Consider any artist, entrepreneur, or thinker who changed their field or culture. They weren’t universally popular. Steve Jobs famously said, “Your work is going to fill a large part of your life… the only way to be truly satisfied is to do what you believe is great work.” Jobs didn’t try to please everyone. He chased excellence according to his own vision—and yes, many hated or misunderstood him. But those who got him? They changed the world alongside him.
This is the paradox of popularity: it requires sacrificing universal approval to gain authentic recognition. Trying to please everyone waters down your work and your voice until it becomes meaningless. As Rick Rubin warns, “An entertainer is someone who pleases others, and an artist tries to please himself.” When you make your work about pleasing others, “you lose your own voice.” The moment you start worrying about what others think, “you’ve already lost the magic.”
Popularity built on performance is hollow and exhausting. It’s a fragile castle made of sand. You have to constantly maintain it, shifting to suit the crowd. But authentic creativity is a fortress of stone. It’s built on your values, your passions, your unique perspective. It withstands criticism because it’s rooted in truth—your truth.
What, then, is real popularity? It’s not millions of casual fans. It’s the few—the handful of people who truly get you, who see the value and meaning behind your work, who become your tribe. “If you’re true to yourself and you’re authentic, the right people will find you,” Rubin says. Those few are your real audience, your lifeline.

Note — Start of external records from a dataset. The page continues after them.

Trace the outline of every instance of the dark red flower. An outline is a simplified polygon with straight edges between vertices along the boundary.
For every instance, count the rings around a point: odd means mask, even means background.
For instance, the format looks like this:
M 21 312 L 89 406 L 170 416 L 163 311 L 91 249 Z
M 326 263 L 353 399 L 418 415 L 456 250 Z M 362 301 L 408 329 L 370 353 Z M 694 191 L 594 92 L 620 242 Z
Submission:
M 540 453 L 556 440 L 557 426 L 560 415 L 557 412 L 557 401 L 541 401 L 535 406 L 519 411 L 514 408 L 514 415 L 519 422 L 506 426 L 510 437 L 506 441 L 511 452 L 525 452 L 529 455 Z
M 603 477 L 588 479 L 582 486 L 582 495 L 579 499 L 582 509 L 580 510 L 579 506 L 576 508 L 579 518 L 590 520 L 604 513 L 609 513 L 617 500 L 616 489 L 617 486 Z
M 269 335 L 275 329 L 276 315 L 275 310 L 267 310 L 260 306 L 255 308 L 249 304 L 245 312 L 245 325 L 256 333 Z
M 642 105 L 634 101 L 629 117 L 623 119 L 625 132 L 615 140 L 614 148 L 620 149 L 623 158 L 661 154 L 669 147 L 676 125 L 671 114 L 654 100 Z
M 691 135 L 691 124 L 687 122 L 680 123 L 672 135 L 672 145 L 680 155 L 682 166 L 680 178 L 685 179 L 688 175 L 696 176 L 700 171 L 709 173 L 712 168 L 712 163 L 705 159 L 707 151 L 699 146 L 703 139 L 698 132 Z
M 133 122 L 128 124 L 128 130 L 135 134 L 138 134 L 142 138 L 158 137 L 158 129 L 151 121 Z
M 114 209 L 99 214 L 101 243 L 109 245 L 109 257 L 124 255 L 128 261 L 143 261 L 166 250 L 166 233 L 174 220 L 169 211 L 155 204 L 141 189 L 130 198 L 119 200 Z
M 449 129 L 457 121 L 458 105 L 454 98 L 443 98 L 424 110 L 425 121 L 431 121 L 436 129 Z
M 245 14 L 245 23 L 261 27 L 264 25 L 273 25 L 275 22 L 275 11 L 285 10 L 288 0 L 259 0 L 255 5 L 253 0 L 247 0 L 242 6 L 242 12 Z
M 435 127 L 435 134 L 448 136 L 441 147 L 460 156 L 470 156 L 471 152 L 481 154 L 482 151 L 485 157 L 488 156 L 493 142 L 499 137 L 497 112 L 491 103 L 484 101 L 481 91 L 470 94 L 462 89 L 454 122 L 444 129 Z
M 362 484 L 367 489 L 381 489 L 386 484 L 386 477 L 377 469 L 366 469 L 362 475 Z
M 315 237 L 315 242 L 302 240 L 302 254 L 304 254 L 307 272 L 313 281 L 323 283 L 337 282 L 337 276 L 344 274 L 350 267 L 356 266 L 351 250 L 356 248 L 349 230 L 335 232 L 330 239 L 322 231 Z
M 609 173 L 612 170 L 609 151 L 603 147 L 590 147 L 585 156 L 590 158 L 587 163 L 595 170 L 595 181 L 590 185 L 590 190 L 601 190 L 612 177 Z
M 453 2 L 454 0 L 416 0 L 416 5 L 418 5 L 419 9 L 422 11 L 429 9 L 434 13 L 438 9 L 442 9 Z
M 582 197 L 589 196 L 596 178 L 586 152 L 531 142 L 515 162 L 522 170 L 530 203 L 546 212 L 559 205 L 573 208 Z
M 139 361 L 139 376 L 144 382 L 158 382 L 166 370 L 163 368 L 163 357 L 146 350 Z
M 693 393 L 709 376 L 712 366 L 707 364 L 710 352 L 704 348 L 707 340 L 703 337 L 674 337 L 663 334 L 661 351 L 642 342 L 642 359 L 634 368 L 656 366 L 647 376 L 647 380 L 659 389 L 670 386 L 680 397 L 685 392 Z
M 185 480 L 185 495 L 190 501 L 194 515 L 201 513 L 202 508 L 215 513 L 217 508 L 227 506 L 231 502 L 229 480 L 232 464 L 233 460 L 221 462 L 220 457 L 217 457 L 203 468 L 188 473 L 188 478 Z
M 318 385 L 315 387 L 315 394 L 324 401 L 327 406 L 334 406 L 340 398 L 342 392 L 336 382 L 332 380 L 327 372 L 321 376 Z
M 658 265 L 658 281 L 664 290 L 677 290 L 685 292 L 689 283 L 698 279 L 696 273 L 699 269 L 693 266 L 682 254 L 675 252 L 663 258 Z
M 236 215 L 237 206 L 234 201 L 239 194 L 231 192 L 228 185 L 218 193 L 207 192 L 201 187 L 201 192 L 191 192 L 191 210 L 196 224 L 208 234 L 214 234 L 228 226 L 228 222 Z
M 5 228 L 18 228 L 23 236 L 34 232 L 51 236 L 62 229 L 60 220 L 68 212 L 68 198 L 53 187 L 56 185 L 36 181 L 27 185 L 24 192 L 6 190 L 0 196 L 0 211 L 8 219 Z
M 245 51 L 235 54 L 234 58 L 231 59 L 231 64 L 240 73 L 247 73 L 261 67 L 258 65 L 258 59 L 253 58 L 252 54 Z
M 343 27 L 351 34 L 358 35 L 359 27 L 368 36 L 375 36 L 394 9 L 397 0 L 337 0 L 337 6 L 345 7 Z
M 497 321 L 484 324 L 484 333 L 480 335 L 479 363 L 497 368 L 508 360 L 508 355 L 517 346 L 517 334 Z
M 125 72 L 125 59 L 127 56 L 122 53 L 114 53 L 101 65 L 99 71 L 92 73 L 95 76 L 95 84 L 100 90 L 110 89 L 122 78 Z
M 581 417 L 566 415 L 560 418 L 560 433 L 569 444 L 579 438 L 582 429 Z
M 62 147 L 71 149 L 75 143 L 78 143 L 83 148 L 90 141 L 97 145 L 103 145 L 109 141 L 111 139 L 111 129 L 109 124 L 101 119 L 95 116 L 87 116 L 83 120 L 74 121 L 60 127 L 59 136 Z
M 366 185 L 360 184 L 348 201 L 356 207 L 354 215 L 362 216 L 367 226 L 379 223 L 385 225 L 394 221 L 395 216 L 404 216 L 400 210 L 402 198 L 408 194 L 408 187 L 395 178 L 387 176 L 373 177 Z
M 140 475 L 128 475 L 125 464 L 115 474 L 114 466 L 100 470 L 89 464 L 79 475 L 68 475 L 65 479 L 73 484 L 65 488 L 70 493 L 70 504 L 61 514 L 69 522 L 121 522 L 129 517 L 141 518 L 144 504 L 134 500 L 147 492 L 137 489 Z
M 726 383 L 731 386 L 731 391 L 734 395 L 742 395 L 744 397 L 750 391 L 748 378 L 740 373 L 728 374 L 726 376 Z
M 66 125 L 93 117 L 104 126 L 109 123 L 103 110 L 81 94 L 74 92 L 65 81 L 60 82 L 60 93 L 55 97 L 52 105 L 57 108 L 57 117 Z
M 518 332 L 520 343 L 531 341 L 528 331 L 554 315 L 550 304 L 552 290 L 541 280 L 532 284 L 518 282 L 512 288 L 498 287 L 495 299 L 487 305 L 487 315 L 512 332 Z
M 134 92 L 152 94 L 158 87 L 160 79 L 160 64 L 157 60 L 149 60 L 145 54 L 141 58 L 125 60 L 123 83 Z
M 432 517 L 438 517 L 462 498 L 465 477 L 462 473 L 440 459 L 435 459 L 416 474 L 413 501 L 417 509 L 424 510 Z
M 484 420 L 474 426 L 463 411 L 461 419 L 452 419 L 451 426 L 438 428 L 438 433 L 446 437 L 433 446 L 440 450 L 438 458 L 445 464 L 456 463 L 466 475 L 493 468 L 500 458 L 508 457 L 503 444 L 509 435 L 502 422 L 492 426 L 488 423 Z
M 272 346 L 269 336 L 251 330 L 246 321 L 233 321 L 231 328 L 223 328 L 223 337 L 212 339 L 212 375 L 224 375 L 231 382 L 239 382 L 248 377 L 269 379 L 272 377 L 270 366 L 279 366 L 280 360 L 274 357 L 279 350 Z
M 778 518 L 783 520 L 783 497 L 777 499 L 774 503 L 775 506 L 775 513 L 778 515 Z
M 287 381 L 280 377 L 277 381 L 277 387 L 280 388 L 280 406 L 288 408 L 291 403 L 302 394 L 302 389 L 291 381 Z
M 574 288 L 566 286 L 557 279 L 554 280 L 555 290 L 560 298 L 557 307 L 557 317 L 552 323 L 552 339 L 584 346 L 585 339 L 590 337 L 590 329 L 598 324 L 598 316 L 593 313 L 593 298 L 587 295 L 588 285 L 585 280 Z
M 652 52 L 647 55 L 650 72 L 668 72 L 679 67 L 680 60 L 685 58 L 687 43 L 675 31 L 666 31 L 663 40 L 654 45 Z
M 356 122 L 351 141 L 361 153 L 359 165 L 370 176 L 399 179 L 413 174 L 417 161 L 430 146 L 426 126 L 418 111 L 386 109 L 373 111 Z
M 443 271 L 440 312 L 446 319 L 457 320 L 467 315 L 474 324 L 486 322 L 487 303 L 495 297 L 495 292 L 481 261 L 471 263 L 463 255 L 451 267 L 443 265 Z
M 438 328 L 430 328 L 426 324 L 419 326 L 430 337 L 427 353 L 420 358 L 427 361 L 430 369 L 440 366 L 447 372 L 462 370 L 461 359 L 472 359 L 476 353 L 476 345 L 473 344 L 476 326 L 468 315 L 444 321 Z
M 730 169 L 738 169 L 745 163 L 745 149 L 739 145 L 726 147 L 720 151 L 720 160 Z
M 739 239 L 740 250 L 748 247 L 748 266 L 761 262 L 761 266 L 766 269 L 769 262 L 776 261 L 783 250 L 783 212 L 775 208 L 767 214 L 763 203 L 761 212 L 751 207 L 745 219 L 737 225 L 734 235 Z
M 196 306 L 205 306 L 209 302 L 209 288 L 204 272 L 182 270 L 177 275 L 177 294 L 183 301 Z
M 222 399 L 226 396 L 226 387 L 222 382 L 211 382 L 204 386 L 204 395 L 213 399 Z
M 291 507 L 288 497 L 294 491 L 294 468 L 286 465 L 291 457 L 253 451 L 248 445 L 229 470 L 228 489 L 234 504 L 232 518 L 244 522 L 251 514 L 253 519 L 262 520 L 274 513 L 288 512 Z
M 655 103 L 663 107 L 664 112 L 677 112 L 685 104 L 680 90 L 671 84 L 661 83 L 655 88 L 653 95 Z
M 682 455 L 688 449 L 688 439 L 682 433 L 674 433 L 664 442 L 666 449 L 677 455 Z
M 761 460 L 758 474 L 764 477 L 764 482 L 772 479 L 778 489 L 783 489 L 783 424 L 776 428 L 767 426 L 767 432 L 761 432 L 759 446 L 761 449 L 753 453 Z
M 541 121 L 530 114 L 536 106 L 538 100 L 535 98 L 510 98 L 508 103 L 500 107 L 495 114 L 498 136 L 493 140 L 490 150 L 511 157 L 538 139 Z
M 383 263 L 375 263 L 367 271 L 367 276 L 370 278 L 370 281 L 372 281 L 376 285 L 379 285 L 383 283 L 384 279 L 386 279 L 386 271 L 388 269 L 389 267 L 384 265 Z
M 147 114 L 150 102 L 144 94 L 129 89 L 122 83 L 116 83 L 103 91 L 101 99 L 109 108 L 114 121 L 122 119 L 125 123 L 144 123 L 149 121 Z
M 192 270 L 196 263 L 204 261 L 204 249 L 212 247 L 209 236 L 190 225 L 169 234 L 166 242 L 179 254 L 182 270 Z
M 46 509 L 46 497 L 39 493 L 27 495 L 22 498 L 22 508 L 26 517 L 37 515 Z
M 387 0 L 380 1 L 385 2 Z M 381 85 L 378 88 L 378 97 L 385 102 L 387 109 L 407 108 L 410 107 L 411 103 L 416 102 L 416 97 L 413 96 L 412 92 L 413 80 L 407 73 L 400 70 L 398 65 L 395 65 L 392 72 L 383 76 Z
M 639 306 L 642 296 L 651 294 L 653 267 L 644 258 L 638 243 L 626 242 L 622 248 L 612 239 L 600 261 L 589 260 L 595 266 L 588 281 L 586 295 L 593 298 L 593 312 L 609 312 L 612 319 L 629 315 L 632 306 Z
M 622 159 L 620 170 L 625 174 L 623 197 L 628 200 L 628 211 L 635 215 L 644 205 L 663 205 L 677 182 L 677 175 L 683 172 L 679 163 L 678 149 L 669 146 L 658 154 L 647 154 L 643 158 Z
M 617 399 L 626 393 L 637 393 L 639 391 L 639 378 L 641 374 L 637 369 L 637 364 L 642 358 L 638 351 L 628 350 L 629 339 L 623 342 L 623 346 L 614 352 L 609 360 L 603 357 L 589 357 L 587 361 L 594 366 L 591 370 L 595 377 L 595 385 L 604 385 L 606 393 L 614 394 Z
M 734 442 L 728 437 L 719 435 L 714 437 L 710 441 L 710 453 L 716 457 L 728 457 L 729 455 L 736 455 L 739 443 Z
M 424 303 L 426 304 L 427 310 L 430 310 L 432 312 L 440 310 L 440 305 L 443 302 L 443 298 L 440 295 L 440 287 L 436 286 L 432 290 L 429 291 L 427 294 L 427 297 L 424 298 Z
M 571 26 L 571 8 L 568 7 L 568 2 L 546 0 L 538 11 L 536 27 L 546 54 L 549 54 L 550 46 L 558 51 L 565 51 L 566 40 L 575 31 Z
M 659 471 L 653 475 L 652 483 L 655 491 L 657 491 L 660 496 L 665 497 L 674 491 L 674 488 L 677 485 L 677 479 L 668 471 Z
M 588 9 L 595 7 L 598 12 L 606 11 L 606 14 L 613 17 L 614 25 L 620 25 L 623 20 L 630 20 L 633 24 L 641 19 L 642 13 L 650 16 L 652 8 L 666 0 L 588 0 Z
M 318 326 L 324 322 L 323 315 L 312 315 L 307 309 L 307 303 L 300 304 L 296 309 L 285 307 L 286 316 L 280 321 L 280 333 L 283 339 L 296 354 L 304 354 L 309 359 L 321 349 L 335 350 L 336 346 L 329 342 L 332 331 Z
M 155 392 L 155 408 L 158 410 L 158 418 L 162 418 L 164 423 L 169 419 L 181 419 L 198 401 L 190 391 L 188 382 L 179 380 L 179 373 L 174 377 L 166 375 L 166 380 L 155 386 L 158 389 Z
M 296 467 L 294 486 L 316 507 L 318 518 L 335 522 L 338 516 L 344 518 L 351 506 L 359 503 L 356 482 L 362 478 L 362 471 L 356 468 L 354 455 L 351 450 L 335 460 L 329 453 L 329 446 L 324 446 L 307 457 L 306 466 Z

Let’s say you write poetry that no one but a handful of people understand. Does that mean your poetry isn’t valuable? Absolutely not. Those few who resonate with it are the ones who will cherish and spread your work. In the long run, a small, devoted audience is far more powerful than a vast, indifferent crowd.
This perspective frees you. It lets you stop performing, stop pretending, stop chasing applause. It lets you focus on what matters—your vision, your passion, your contribution. Rubin sums it up: “The only thing that matters is that you keep creating, keep moving forward with your own vision.” Not for the crowd, not for approval, but for yourself.
But why is it so hard to embrace this freedom? Because we fear rejection. We crave approval. Social pressure trains us to seek popularity like it’s survival. Yet, understanding that popularity is a myth—that universal approval is impossible—gives you power. It lets you accept rejection as part of the process, as a sign you’re breaking new ground.
Fear makes many stay safe and generic. But safety doesn’t breed greatness. Greatness comes from risk, from boldness, from rebellion. It comes from trusting your instincts, even when it scares you. “Don’t let anyone else tell you what your art should be,” Rubin urges. That’s your call.
So here’s the truth: stop chasing popularity. Stop trying to be liked by everyone. Stop diluting your work to fit the masses. Be the artist who pleases himself. Be the rebel who follows his own compass. Put your work out into the world with courage and your full self. Because the only popularity worth having—the kind that lasts—is the kind that comes from unapologetic authenticity.
And that popularity? It’s waiting for you. Maybe it comes from five people, maybe ten. Those few are enough. They are the ones who will fuel your journey, who will see your value, who will help you change the world.